At the same time, we must recognize the places where evil has already become normalized, where it has become banal.
And unquestionably, one of these normalized evils is Canada’s treatment of indigenous people. Canada’s treatment of indigenous peoples has inspired authoritarian states. Apartheid in South Africa was modeled after the reservation system in Canada. And Hitler often spoke of wanting to do in Europe what the “Nordic races” had done in North America. To push aside and erase the “non-Aryan” people and take their land. He saw genocide in North America as a model for the Nazi Holocaust.
Even before Trump, we in Canada have a tendency to look at America and think “oh, we’re so much better, we’re so much more progressive.” But there are areas where Trump’s policy and Trudeau’s policy overlap in alarming ways, including on oil pipelines.
Both Trump and Trudeau are moving for significant expansion of oil pipelines and the tar sands, which means further repression of indigenous people. We may have very different feelings about Trump and Trudeau, but oil executives love both of them. It’s a bit of a good-cop-bad-cop routine. And frankly, Trump and Trudeau are bringing us to the same place: runaway climate change that will create hundreds of millions of additional refugees, and eventually render much of the planet uninhabitable.
We must put our bodies in the way of further pipeline expansion. Indigenous people have led the way on this for decades. But all settlers in Canada must must now share the same fight as indigenous people, because we share the same fate. On climate change and pipelines, we will live or die together.
Number 5: Take Action
Which brings us to our fifth and final task as anti-authoritarians: to take action. To stand up and fight against the evil things that we have come face to face with.

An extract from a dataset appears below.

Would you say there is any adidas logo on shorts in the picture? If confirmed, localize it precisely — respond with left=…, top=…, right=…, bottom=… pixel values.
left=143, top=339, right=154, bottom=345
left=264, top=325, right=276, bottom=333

We have to do that collectively, and in a way that makes use of our own skills and our particular situations. Authoritarians don’t care what we think, which is why our only leverage comes from actively interfering with their schemes, by targeting their weak points, and by costing them money.

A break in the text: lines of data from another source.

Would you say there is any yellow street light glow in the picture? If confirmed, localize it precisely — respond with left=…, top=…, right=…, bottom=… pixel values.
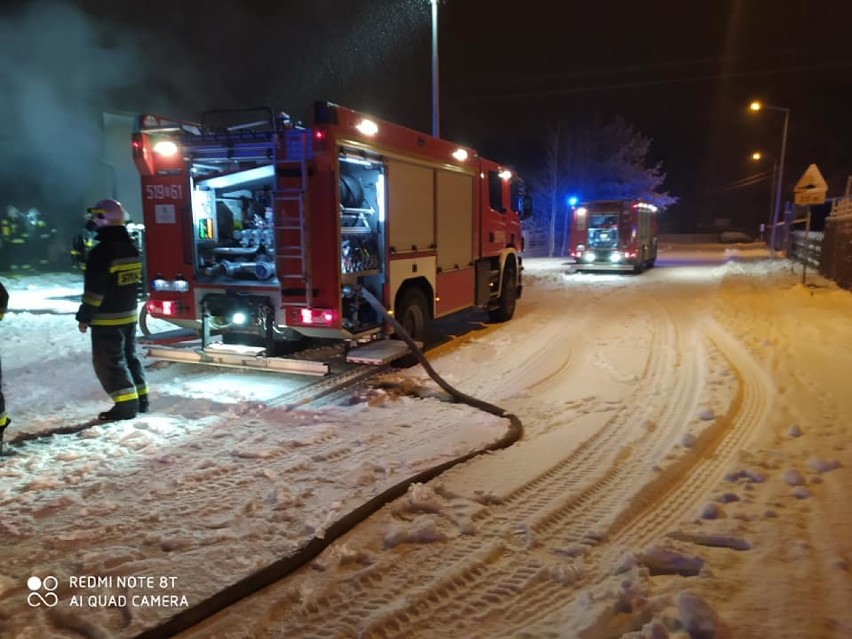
left=747, top=100, right=790, bottom=255
left=452, top=148, right=468, bottom=161
left=355, top=119, right=378, bottom=136
left=752, top=151, right=762, bottom=161
left=498, top=169, right=512, bottom=180
left=152, top=140, right=178, bottom=157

Protests this weekend against the refugee ban came very close to shutting down some airports, which was a promising start. Economic disruption is an area where the people have far more leverage than in Congress or in Parliament. That’s why economic disruption, divestment, and boycotts were used by people fighting Apartheid in South Africa, and many other places.
We need to approach the corporations that work with authoritarians in the same way. Oil companies and authoritarians have teamed up for decades around the world. I think in Canada a lot of our anti-authoritarian efforts must focus on indigenous solidarity and pipelines, and to follow the model of indigenous people at Standing Rock and Unist’ot’en.
As for the fascists: There’s only one thing that can stop them now. Us. Us being brave, being organized, and working together. Standing up and fighting back.
Anti-authoritarians can win, but it takes work and commitment. And will take more than marching and carrying a sign. One of the reasons Trump has done so many terrible things in the first week is because he thinks that people will get tired of marching, tired of protesting, and that he can then go on and do whatever he wants. So let’s work together and prove him wrong.
Let’s show that we refuse to be intimidated. We refuse to be terrorized into silence and submission. That we will stand up, and fight injustice.
To conclude, I want to make sure that all the new people here know an old chant. This is call and response. I’ll ask you question, and the answer is, “stand up, fight back”.
Refugees under attack, what do we do?
[STAND UP FIGHT BACK]
Indigenous people under attack, what do we do?
[STAND UP FIGHT BACK]
Women under attack, we do we do?
[STAND UP FIGHT BACK]
Planet Earth under attack, what do we do?